At this unusual time, SOS Medias Burundi reported that the streets were quiet in the old capital, Bujumbura. In Gitega, the political capital chosen in 2019 by the Nkurunziza government, things were even calmer than usual, people were waiting to see what happens next.
The tributes they paid him were broadcast on television.
Gaston SIndimwo, first vice president of the Republic and presidential candidate of the Union Party for National Progress (UPRONA), gave his condolenceLike the main opposition party, the National Congress of Liberty, or CN.
On the other hand, the Burundians' reactions reflect the divisions that emerge from their presidency:
In cette semaine de deuil national, the blogger Painette Niyongere rend hommage au président Pierre #Nkurunziza Qui vient de nous quitter à travers quelques bons souvenirs qu'elle garde de lui.#Burundi #politique https://t.co/gjzy1JYXO9
– Yaga Burundi (@YBurundi) June 10, 2020
Five good memories I have of Pierre Nkurunziza.
There are people who die and can be forgotten, but not Pierre Nkurunziza. Whether we like it or not, there are many things to remember about the man who led Burundi for 15 years. Here are the good memories I have of him during this week of national mourning.
In this week of national mourning, blogger Painette Niyongere pays tribute to President Pierre Nkurunziza, who has just left us, with fond memories of him.
As I learn of the passing of Pierre Nkurunziza, I think of the thousands of lives that his regime cut short. The families that won't see justice.
I also think of his wife hospitalized in Kenya. His mother hospitalized in Ngozi. His sister, other members of his family… all sick.
– Thierry Uwamahoro (@ThierryU) June 9, 2020
I learn of the death of Pierre Nkurunziza, and I think of the thousands of lives that his regime cut. (In) families who will not see justice.
I also think of his wife hospitalized in Kenya. Her mother hospitalized in Ngozi. His sister, other members of his family … all sick.

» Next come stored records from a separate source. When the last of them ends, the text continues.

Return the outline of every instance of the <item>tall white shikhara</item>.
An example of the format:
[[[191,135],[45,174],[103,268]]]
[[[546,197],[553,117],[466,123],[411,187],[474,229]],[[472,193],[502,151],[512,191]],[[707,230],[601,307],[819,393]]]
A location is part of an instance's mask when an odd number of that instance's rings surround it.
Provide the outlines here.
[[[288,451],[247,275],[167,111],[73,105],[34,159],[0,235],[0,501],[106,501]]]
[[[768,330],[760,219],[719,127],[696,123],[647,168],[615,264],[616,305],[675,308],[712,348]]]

Antoine Kaburahe, founder of the Iwacu newspaper and who has been harassed by the authorities in recent years, wrote that Nkurunziza's death marks a “moment of reflection in Ubuntu”, a philosophy of southern Africa that emphasizes the interconnectedness of humanity. Kaburahe is currently living in exile, and four Iwacu journalists were recently imprisoned and their appeal was rejected.
After the president's death, the contested elections, and the long-term problems of economic exclusion and political violence and exile, there is much to ponder.